What did you enjoy the most about your experience? I really enjoyed exploring my passions in different areas of public policy and figuring out how I can be helpful in this day and age to create an America that we can all be proud of. Taking the time to sit down with mentors and colleagues to discuss their journeys to and from the Hill was helpful in figuring out my own next steps. I really enjoyed developing and growing into the best version of myself by staying true to my values and working hard.
What did you learn about yourself? I learned that I belong in D.C. I learned that I, too, can do this. Being born in the Bronx and raised by a single mother, there were points where my family and I couldn’t even dream of a day that I would be living and working in D.C., but throughout my journey I constantly discovered how my upbringing was my greatest asset and that is something that I am really proud of. I learned that I had it in me to carry my family’s hopes for our country in a way that really highlighted why diversity on all levels and spectrums is necessary.
What advice do you have for those beginning the internship process? While I’m still learning and growing myself, the best advice that I can offer to those beginning the internship process is to have an open mind and be curious. Be respectful, be kind, be curious, be diligent and be open to ideas or suggestions.
How did the position increase your professional confidence? There is a saying that goes “You can’t be what you don’t see.” As a young man of color, it was apparent that the halls of Congress lacked diversity, and I had doubts about what my contributions, if any, would be. Throughout my journey, I learned that I was prepared for the occasion because of my experiences and began to realize that voices like mine were necessary at every table in every space. I was sure that I could serve as a voice for many who share similar life experiences in a way that promoted diversity and inclusion. I’m confident in my ability to perform at the highest level while remaining authentic to my identity that encompasses who I am, where I come from and where I want to go next.

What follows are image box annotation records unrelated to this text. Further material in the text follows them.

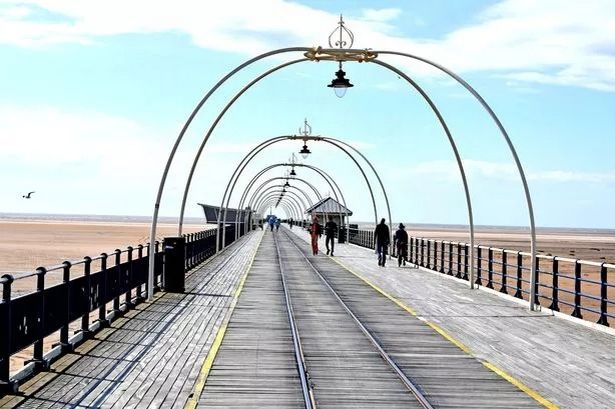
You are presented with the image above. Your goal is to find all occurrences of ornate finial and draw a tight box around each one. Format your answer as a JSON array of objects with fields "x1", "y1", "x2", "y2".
[
  {"x1": 329, "y1": 14, "x2": 354, "y2": 49},
  {"x1": 299, "y1": 118, "x2": 312, "y2": 136}
]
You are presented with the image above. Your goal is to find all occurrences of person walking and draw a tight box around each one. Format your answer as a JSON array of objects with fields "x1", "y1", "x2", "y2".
[
  {"x1": 310, "y1": 216, "x2": 322, "y2": 255},
  {"x1": 325, "y1": 216, "x2": 337, "y2": 256},
  {"x1": 393, "y1": 223, "x2": 408, "y2": 267},
  {"x1": 269, "y1": 216, "x2": 275, "y2": 231},
  {"x1": 374, "y1": 218, "x2": 391, "y2": 267}
]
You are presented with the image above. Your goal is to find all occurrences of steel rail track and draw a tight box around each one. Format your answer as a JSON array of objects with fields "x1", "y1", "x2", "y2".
[
  {"x1": 273, "y1": 231, "x2": 316, "y2": 409},
  {"x1": 274, "y1": 230, "x2": 433, "y2": 409}
]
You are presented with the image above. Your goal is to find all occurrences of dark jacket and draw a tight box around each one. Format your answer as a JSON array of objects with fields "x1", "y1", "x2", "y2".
[
  {"x1": 325, "y1": 221, "x2": 337, "y2": 237},
  {"x1": 374, "y1": 223, "x2": 391, "y2": 246},
  {"x1": 395, "y1": 229, "x2": 408, "y2": 244}
]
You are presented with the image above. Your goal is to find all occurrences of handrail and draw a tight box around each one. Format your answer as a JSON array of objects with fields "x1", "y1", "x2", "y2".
[{"x1": 349, "y1": 227, "x2": 615, "y2": 326}]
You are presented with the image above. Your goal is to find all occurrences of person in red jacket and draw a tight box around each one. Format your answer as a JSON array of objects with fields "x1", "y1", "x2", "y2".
[{"x1": 310, "y1": 216, "x2": 322, "y2": 255}]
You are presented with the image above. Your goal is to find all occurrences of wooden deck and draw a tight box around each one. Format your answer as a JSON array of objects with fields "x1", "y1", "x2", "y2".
[
  {"x1": 291, "y1": 228, "x2": 615, "y2": 408},
  {"x1": 0, "y1": 232, "x2": 261, "y2": 408}
]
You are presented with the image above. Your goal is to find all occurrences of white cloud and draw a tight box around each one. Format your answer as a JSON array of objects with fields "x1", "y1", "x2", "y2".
[
  {"x1": 0, "y1": 0, "x2": 615, "y2": 91},
  {"x1": 403, "y1": 159, "x2": 615, "y2": 184}
]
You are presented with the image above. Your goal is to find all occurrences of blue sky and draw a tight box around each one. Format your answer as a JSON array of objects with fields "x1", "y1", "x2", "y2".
[{"x1": 0, "y1": 0, "x2": 615, "y2": 228}]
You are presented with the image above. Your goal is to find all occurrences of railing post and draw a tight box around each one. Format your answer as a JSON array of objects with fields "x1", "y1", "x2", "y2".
[
  {"x1": 153, "y1": 241, "x2": 161, "y2": 293},
  {"x1": 447, "y1": 241, "x2": 453, "y2": 276},
  {"x1": 135, "y1": 244, "x2": 144, "y2": 303},
  {"x1": 487, "y1": 247, "x2": 493, "y2": 289},
  {"x1": 515, "y1": 251, "x2": 523, "y2": 299},
  {"x1": 571, "y1": 260, "x2": 583, "y2": 319},
  {"x1": 500, "y1": 250, "x2": 508, "y2": 294},
  {"x1": 98, "y1": 253, "x2": 109, "y2": 327},
  {"x1": 463, "y1": 243, "x2": 470, "y2": 281},
  {"x1": 534, "y1": 256, "x2": 540, "y2": 305},
  {"x1": 455, "y1": 242, "x2": 461, "y2": 278},
  {"x1": 125, "y1": 246, "x2": 135, "y2": 310},
  {"x1": 60, "y1": 261, "x2": 72, "y2": 352},
  {"x1": 440, "y1": 240, "x2": 446, "y2": 274},
  {"x1": 476, "y1": 245, "x2": 483, "y2": 285},
  {"x1": 0, "y1": 274, "x2": 17, "y2": 394},
  {"x1": 549, "y1": 257, "x2": 559, "y2": 311},
  {"x1": 28, "y1": 267, "x2": 47, "y2": 369},
  {"x1": 598, "y1": 263, "x2": 609, "y2": 327},
  {"x1": 425, "y1": 239, "x2": 431, "y2": 269},
  {"x1": 113, "y1": 249, "x2": 122, "y2": 314},
  {"x1": 81, "y1": 256, "x2": 92, "y2": 339}
]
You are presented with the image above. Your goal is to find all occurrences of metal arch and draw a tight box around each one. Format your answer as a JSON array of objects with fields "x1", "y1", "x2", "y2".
[
  {"x1": 178, "y1": 58, "x2": 309, "y2": 235},
  {"x1": 254, "y1": 190, "x2": 302, "y2": 220},
  {"x1": 217, "y1": 163, "x2": 349, "y2": 250},
  {"x1": 257, "y1": 193, "x2": 301, "y2": 218},
  {"x1": 216, "y1": 135, "x2": 380, "y2": 250},
  {"x1": 258, "y1": 199, "x2": 297, "y2": 223},
  {"x1": 216, "y1": 135, "x2": 364, "y2": 251},
  {"x1": 259, "y1": 199, "x2": 297, "y2": 217},
  {"x1": 253, "y1": 185, "x2": 309, "y2": 209},
  {"x1": 240, "y1": 163, "x2": 346, "y2": 236},
  {"x1": 254, "y1": 189, "x2": 307, "y2": 212},
  {"x1": 322, "y1": 136, "x2": 393, "y2": 254},
  {"x1": 244, "y1": 176, "x2": 321, "y2": 233},
  {"x1": 377, "y1": 51, "x2": 537, "y2": 310},
  {"x1": 248, "y1": 184, "x2": 314, "y2": 212},
  {"x1": 147, "y1": 47, "x2": 310, "y2": 301},
  {"x1": 235, "y1": 176, "x2": 322, "y2": 238},
  {"x1": 374, "y1": 61, "x2": 475, "y2": 289},
  {"x1": 257, "y1": 198, "x2": 297, "y2": 222},
  {"x1": 322, "y1": 137, "x2": 393, "y2": 241}
]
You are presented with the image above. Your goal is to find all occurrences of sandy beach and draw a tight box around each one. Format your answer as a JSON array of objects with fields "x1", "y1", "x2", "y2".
[{"x1": 0, "y1": 218, "x2": 615, "y2": 370}]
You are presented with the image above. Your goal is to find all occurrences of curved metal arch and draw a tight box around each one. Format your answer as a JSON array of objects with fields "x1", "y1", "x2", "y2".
[
  {"x1": 147, "y1": 47, "x2": 310, "y2": 301},
  {"x1": 216, "y1": 135, "x2": 378, "y2": 249},
  {"x1": 258, "y1": 197, "x2": 297, "y2": 222},
  {"x1": 376, "y1": 51, "x2": 537, "y2": 310},
  {"x1": 235, "y1": 176, "x2": 322, "y2": 239},
  {"x1": 253, "y1": 185, "x2": 309, "y2": 210},
  {"x1": 261, "y1": 199, "x2": 297, "y2": 223},
  {"x1": 255, "y1": 198, "x2": 297, "y2": 223},
  {"x1": 248, "y1": 185, "x2": 314, "y2": 209},
  {"x1": 254, "y1": 190, "x2": 305, "y2": 218},
  {"x1": 178, "y1": 57, "x2": 309, "y2": 235},
  {"x1": 217, "y1": 163, "x2": 349, "y2": 250},
  {"x1": 374, "y1": 61, "x2": 474, "y2": 289}
]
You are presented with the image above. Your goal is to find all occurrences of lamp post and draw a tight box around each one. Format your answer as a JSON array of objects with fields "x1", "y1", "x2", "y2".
[{"x1": 148, "y1": 18, "x2": 537, "y2": 310}]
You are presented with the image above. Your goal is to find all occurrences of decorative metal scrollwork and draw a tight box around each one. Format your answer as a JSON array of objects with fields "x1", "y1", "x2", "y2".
[{"x1": 329, "y1": 14, "x2": 354, "y2": 49}]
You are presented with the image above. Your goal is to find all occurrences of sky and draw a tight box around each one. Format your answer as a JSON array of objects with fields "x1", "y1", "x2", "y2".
[{"x1": 0, "y1": 0, "x2": 615, "y2": 228}]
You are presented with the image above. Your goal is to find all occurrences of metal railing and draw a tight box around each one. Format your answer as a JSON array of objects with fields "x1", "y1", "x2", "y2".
[
  {"x1": 0, "y1": 225, "x2": 244, "y2": 395},
  {"x1": 350, "y1": 228, "x2": 615, "y2": 326}
]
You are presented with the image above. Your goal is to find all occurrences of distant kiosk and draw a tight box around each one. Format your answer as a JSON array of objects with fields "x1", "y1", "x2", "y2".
[{"x1": 305, "y1": 197, "x2": 352, "y2": 227}]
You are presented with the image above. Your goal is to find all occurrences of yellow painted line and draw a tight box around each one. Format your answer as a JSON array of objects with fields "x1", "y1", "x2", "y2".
[
  {"x1": 184, "y1": 234, "x2": 264, "y2": 409},
  {"x1": 329, "y1": 253, "x2": 558, "y2": 409}
]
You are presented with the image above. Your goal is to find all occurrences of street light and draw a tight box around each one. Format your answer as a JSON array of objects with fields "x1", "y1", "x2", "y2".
[
  {"x1": 327, "y1": 61, "x2": 354, "y2": 98},
  {"x1": 298, "y1": 118, "x2": 312, "y2": 158}
]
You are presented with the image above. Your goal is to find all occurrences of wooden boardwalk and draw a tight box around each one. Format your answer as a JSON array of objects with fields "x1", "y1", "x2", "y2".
[
  {"x1": 291, "y1": 228, "x2": 615, "y2": 408},
  {"x1": 0, "y1": 232, "x2": 261, "y2": 408},
  {"x1": 199, "y1": 229, "x2": 540, "y2": 408}
]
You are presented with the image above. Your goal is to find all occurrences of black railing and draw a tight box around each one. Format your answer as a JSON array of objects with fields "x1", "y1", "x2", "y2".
[
  {"x1": 0, "y1": 225, "x2": 243, "y2": 395},
  {"x1": 350, "y1": 228, "x2": 615, "y2": 326}
]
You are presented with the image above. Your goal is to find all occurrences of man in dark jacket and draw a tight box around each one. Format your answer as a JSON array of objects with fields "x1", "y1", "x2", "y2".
[
  {"x1": 393, "y1": 223, "x2": 408, "y2": 267},
  {"x1": 374, "y1": 218, "x2": 391, "y2": 267},
  {"x1": 325, "y1": 216, "x2": 337, "y2": 256}
]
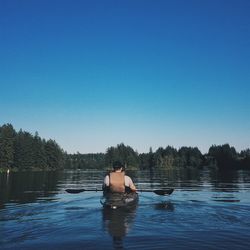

How did the internship expand your professional network? I was able to really hone my networking skills and meet so many amazing mentors that have guided me through my journey. I can attest to the importance of having a strong and supportive professional network because, for me, my network really encourages me to continually challenge myself and overcome obstacles while remaining positive and focused. I live by the quote “if you want to go fast, go alone. If you want to go far, go together.”
Frias is currently completing a fellowship at the Congressional Research Service in D.C. He plans to graduate from FIU at the end of this semester.